ST. Ives

Page 60

He had another anecdote which he was very apt to give, by way of a rebuke, when the Major wearied us beyond endurance with dispraises of the English. This was an account of the braves gens with whom he had been boarding. True enough, he was a man so simple and grateful by nature, that the most common civilities were able to touch him to the heart, and would remain written in his memory; but from a thousand inconsiderable but conclusive indications, I gathered that this family had really loved him, and loaded him with kindness. They made a fire in his bedroom, which the sons and daughters tended with their own hands; letters from France were looked for with scarce more eagerness by himself than by these alien sympathisers; when they came, he would read them aloud in the parlour to the assembled family, translating as he went. The Colonel's English was elementary; his daughter not in the least likely to be an amusing correspondent; and, as I conceived these scenes in the parlour, I felt sure the interest centred in the Colonel himself, and I thought I could feel in my own heart that mixture of the ridiculous and the pathetic, the contest of tears and laughter, which must have shaken the bosoms of the family. Their kindness had continued till the end. It appears they were privy to his flight, the camlet cloak had been lined expressly for him, and he was the bearer of a letter from the daughter of the house to his own daughter in Paris. The last evening, when the time came to say good-night, it was tacitly known to all that they were to look upon his face no more.
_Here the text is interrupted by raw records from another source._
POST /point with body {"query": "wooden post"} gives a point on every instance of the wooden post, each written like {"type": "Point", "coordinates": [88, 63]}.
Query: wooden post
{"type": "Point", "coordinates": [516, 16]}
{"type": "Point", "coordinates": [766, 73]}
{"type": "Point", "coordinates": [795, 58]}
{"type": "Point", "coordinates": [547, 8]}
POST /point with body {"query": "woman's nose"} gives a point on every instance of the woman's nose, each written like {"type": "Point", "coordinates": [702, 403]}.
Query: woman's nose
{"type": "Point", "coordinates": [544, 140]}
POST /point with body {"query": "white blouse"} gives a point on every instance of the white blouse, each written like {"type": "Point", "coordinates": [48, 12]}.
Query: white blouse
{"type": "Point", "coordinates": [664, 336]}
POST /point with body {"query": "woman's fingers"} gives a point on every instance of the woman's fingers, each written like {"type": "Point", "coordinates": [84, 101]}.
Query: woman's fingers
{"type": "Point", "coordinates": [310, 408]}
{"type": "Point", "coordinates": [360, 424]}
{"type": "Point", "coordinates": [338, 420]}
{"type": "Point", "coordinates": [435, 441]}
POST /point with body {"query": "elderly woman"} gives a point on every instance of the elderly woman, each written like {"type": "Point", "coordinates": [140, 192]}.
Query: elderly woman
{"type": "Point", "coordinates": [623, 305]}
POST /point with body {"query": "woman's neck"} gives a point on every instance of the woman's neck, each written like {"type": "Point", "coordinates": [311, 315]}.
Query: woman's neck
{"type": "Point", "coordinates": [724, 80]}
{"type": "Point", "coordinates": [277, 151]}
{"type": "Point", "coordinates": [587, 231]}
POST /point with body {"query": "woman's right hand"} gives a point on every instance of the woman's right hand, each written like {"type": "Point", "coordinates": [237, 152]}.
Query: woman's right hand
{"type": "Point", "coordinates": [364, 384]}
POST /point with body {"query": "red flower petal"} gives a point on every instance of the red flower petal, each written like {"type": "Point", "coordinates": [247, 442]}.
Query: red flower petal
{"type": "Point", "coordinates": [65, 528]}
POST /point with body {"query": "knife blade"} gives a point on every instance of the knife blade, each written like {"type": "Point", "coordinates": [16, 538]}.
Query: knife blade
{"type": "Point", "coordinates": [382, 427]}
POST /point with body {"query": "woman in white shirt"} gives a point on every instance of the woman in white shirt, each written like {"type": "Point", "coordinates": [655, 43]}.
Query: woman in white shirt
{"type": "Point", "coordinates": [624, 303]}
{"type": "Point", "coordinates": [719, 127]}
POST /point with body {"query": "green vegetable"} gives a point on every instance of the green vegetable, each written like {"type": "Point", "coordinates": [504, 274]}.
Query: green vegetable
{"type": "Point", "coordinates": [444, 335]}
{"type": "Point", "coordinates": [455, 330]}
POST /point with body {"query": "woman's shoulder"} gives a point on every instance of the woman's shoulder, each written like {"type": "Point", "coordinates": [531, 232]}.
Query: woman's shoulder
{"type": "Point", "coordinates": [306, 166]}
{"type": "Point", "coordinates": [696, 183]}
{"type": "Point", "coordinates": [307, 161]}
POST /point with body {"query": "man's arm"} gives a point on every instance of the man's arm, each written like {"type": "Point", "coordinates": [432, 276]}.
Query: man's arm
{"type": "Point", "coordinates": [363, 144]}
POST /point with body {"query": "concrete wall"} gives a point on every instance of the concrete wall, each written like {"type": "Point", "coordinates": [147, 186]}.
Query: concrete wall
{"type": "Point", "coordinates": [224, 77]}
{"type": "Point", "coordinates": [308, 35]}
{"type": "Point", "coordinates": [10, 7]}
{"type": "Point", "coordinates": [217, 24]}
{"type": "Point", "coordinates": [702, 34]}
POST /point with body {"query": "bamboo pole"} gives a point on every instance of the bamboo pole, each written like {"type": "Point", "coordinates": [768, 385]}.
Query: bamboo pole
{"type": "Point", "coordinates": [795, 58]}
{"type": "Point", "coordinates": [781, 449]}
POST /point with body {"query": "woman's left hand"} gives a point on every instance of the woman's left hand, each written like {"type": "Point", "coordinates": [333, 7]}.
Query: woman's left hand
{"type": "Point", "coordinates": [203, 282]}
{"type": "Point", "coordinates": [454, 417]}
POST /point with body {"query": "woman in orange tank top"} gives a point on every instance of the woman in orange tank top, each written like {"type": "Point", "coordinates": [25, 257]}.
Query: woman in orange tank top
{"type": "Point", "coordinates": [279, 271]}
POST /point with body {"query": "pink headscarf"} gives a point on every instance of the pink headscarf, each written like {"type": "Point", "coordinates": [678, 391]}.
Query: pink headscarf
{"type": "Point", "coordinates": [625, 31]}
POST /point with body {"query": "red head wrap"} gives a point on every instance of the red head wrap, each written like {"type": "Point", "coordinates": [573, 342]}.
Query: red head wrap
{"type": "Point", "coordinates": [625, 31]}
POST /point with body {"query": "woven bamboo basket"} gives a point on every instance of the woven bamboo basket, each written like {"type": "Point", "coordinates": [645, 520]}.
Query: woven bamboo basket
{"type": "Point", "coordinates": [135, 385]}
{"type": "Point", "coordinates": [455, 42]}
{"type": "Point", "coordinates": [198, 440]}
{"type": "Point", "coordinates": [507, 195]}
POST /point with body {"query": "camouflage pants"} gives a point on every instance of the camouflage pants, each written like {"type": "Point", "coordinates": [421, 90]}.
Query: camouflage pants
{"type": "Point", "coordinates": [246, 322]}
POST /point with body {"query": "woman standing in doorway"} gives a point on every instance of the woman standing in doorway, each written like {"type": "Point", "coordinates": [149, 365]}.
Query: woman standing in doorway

He rose, pleading fatigue, and turned to the daughter, who had been his chief ally: 'You will permit me, my dear--to an old and very unhappy soldier--and may God bless you for your goodness!' The girl threw her arms about his neck and sobbed upon his bosom; the lady of the house burst into tears; 'et je vous le jure, le pere se mouchait!' quoth the Colonel, twisting his moustaches with a cavalry air, and at the same time blinking the water from his eyes at the mere recollection.

It was a good thought to me that he had found these friends in captivity; that he had started on this fatal journey from so cordial a farewell. He had broken his parole for his daughter: that he should ever live to reach her sick-bed, that he could continue to endure to an end the hardships, the crushing fatigue, the savage cold, of our pilgrimage, I had early ceased to hope. I did for him what I was able,--nursed him, kept him covered, watched over his slumbers, sometimes held him in my arms at the rough places of the road. 'Champdivers,' he once said, 'you are like a son to me--like a son.' It is good to remember, though at the time it put me on the rack. All was to no purpose. Fast as we were travelling towards France, he was travelling faster still to another destination. Daily he grew weaker and more indifferent. An old rustic accent of Lower Normandy reappeared in his speech, from which it had long been banished, and grew stronger; old words of the patois, too: Ouistreham, matrasse, and others, the sense of which we were sometimes unable to guess. On the very last day he began again his eternal story of the cross and the Emperor. The Major, who was particularly ill, or at least particularly cross, uttered some angry words of protest. 'Pardonnez-moi, monsieur le commandant, mais c'est pour monsieur,' said the Colonel: 'Monsieur has not yet heard the circumstance, and is good enough to feel an interest.' Presently after, however, he began to lose the thread of his narrative; and at last: 'Que que j'ai? Je m'embrouille!' says he, 'Suffit: s'm'a la donne, et Berthe en etait bien contente.' It struck me as the falling of the curtain or the closing of the sepulchre doors.

Sure enough, in but a little while after, he fell into a sleep as gentle as an infant's, which insensibly changed into the sleep of death. I had my arm about his body at the time and remarked nothing, unless it were that he once stretched himself a little, so kindly the end came to that disastrous life.